Astronomers estimate this icy body has a diameter of 62 miles to 124 miles (100 to 200 km), making it about 10 times wider than a typical comet. This estimate is quite rough, however, as the comet remains far away from Earth and its size was calculated based on how much sunlight it reflects. The comet will make its closest approach to our planet in 2031 but will remain at quite a distance even then.

“We have the privilege of having discovered perhaps the largest comet ever seen — or at least larger than any well-studied one — and caught it early enough for people to watch it evolve as it approaches and warms up,” Bernstein said in a June 25 statement from the National Science Foundation’s National Optical-Infrared Astronomy Research Laboratory, or NOIRLab. 

First spotted in archival images from the Dark Energy Survey taken in 2014, Comet Bernardinelli-Bernstein is now located at the equivalent distance of Uranus, roughly 20 astronomical units (AU) from the sun. (One AU is the Earth-sun distance — about 93 million miles, or 150 million kilometers). The comet shines at magnitude 20, making it out of reach of most amateur astronomers’ telescopes; by comparison, most people can see objects of magnitude 5 or 6 with the naked eye in dark conditions.

When the comet swings closer to Earth in 2031, it will still be at 11 AU, which is a little more distant than Saturn’s average orbit from the sun. Even then, amateur skywatchers will still need to use very large telescopes to see it, NSF stated.

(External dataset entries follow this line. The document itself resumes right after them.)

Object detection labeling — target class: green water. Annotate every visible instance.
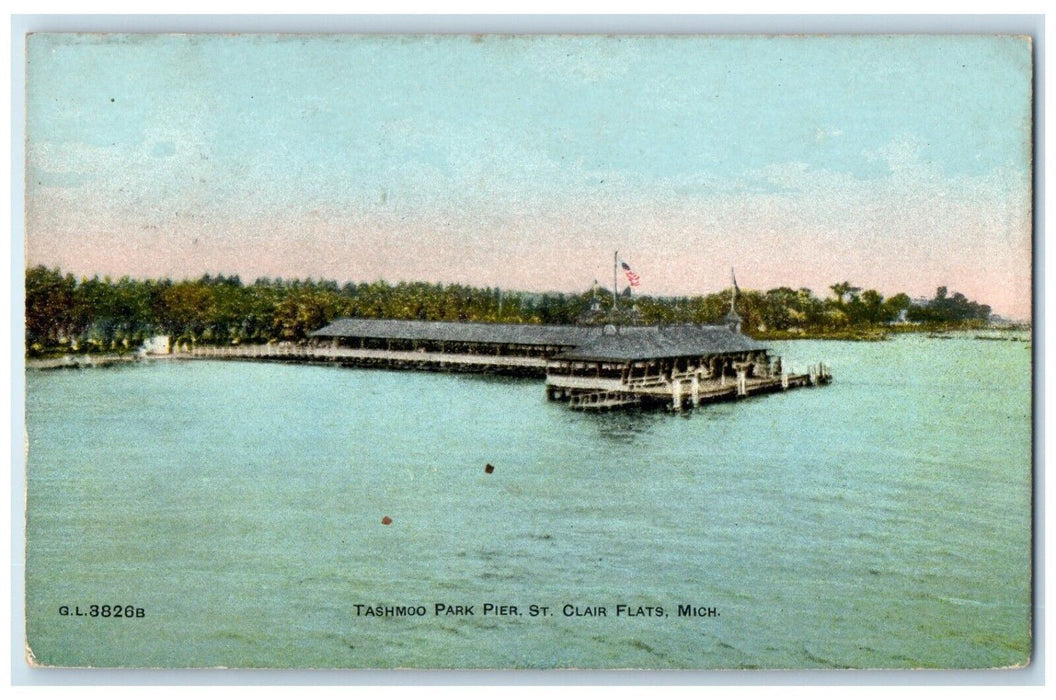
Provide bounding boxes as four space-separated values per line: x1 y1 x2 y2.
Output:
26 336 1031 668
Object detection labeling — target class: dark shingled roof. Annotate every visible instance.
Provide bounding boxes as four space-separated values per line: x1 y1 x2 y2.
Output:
312 319 767 362
554 324 767 362
310 319 601 347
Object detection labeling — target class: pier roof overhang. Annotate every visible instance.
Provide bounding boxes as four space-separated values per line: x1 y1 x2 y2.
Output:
553 324 767 362
310 319 601 347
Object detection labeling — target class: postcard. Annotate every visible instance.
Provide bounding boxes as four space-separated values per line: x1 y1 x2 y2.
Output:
16 33 1034 673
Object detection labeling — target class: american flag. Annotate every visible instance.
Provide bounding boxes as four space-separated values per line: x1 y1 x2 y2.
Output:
620 260 642 287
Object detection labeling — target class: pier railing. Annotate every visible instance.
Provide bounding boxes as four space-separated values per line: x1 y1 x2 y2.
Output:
183 344 546 371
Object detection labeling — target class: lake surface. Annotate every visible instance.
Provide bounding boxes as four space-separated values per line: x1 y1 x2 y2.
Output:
26 336 1032 668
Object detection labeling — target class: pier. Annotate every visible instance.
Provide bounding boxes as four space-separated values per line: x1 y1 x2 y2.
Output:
184 343 546 378
185 315 832 411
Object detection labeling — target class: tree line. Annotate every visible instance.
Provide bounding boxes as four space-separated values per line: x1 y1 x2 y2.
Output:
25 266 991 355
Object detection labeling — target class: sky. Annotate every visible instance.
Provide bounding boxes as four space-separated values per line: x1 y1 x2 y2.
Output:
25 34 1032 319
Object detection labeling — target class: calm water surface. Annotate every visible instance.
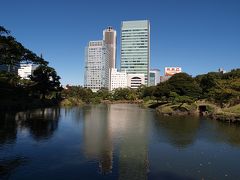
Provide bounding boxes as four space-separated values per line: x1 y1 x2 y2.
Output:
0 104 240 180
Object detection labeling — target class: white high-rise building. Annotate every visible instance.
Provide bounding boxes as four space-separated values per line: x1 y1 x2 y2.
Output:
121 20 150 85
127 74 145 89
103 27 117 70
110 68 127 91
84 40 109 92
18 63 37 79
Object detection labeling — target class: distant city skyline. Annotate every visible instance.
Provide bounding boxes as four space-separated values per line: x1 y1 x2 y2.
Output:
0 0 240 85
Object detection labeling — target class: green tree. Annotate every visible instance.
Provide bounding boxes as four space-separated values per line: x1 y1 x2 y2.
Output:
167 73 202 98
30 65 62 99
0 26 48 65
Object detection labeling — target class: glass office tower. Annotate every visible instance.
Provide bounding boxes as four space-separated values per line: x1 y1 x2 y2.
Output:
84 40 109 92
121 20 150 85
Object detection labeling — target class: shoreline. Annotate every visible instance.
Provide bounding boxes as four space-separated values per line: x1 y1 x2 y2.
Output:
0 99 240 123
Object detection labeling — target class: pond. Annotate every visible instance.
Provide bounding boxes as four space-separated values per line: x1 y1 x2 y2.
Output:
0 104 240 180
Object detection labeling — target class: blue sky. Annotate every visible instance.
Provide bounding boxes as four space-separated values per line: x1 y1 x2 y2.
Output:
0 0 240 85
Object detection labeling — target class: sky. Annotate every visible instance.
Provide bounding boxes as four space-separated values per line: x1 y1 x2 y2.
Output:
0 0 240 85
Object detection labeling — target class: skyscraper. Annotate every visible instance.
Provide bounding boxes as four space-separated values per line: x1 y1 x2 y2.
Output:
84 40 109 92
103 27 117 69
121 20 150 85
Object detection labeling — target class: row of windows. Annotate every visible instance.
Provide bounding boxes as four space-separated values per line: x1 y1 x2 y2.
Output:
122 29 148 32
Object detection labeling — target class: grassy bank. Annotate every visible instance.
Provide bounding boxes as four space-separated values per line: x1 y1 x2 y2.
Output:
144 100 240 122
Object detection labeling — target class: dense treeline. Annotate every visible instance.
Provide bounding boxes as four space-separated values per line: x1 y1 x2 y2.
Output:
0 26 62 109
63 69 240 107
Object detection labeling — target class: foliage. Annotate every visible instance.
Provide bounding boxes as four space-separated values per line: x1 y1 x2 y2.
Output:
0 26 62 109
0 26 48 65
30 65 62 99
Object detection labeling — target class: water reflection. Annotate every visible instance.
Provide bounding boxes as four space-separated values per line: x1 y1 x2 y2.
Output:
83 105 149 179
15 108 60 141
209 120 240 147
0 112 17 147
0 108 60 146
153 115 200 148
0 156 28 179
83 105 113 174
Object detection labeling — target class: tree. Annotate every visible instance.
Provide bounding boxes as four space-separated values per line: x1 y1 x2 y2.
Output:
167 73 201 98
0 26 48 65
30 65 62 99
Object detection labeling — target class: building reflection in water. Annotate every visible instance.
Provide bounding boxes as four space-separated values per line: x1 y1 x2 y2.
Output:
109 104 148 180
83 104 148 179
83 105 113 174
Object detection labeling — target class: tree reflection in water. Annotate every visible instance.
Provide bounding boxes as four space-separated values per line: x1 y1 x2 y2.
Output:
0 156 28 179
0 112 17 147
16 108 60 141
154 115 200 148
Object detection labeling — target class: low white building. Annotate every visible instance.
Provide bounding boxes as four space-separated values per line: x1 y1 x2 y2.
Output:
127 74 145 89
18 63 37 79
110 68 127 91
149 69 160 86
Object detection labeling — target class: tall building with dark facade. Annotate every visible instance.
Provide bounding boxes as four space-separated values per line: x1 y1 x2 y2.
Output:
121 20 150 85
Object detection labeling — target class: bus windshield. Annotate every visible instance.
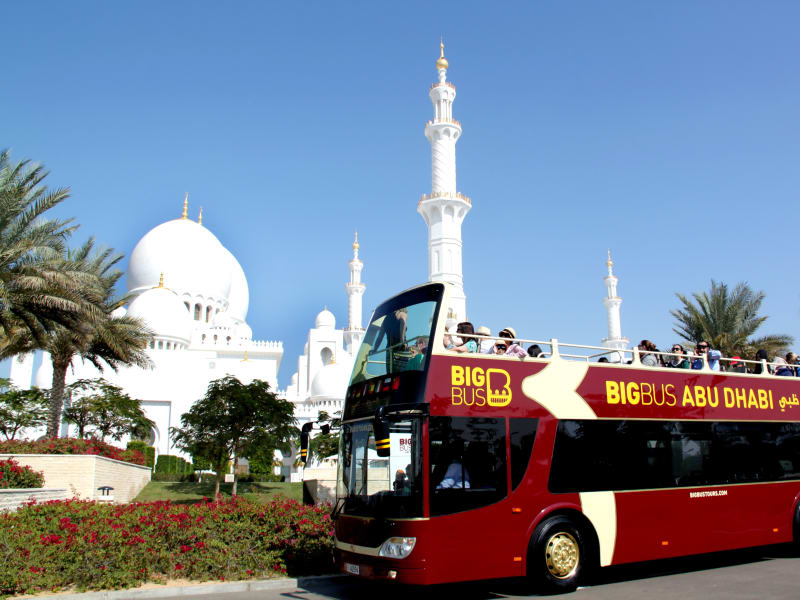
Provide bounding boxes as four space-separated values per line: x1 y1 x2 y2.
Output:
350 286 441 385
336 418 422 518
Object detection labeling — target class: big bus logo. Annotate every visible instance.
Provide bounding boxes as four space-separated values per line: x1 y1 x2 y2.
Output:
450 365 511 406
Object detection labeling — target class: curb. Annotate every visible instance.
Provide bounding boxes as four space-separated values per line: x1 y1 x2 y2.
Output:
21 574 344 600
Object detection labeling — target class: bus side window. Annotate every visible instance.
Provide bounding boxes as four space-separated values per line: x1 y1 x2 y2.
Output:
429 417 507 515
508 418 539 491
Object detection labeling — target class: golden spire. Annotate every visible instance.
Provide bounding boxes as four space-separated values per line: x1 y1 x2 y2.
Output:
436 38 450 69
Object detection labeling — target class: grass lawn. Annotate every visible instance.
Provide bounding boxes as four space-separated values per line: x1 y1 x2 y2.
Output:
133 481 303 504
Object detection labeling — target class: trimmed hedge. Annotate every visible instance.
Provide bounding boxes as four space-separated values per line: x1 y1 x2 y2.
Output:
0 438 145 465
0 458 44 490
0 497 333 597
128 440 156 469
156 454 194 475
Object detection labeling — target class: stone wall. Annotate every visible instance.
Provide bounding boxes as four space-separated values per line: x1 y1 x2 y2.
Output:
0 488 67 513
0 454 150 502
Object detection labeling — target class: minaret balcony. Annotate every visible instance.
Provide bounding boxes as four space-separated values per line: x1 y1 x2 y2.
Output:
431 81 456 89
417 192 472 208
425 119 461 129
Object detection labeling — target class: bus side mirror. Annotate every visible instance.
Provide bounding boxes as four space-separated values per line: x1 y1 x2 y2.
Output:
372 406 391 458
300 423 314 464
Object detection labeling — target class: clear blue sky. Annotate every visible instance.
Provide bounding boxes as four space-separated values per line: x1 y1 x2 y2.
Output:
0 0 800 387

What makes Comet Bernardinelli-Bernstein so special, aside from its size, is the fact it hasn’t visited the inner solar system in three million years, roughly the same era that the famous human ancestor “Lucy” was walking the Earth. The comet originated some 40,000 AU away from the sun in the Oort Cloud, which is a huge, distant region of space thought to hold trillions of comets.